American factory growth slowed to a crawl in April and manufacturing employment just skirted contraction in a warning sign for Friday's employment report. Construction spending fell unexpectedly for the second monthly decline in the first quarter.
The national index of factory activity from the Institute for Supply Management sank to 50.7 from 51.3 in March, below the 50.9 forecast. Employment dropped to 50.2 in April from 54.2, the lowest reading since last November's 50.1, and except for that month, the weakest score since September 2009. Readings above 50 indicate expansion.
Overall U.S. economic growth improved in the first quarter with GDP rising to a 2.5% annual rate from the 0.4% pace in the fourth quarter, but the initial burst leading the year seems to be faltering, repeating a pattern of the past three years.

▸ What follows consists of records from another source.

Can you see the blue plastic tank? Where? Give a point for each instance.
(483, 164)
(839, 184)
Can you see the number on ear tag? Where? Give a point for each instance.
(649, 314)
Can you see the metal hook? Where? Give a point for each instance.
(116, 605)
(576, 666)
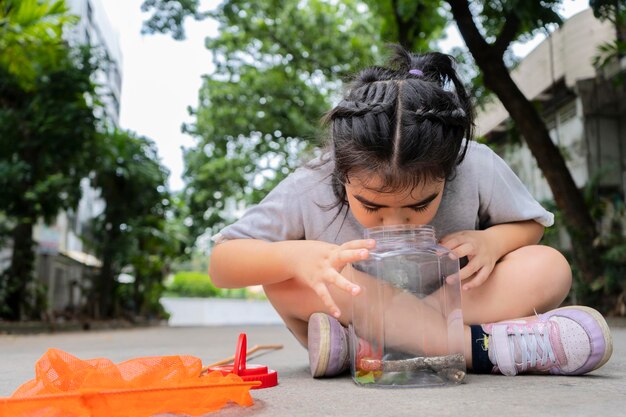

The Census Bureau reported that the value of new construction in March had decreased 1.7% from the previous month, a far cry from the 0.6% gain predicted by analysts. February's spending increase was revised to 1.5% from 1.2%. Over the year spending is 4.8% higher than in 2012, down from the 6.2% in February. January activity dropped 4.0%, the revision almost doubling the initial -2.1% report.
The index of new orders rose to 52.3 in April from 51.4 but export orders dropped to 54.0 from 56.0 and the business price index fell to 50.0 from 54.5. Production improved to 53.5 from 52.2.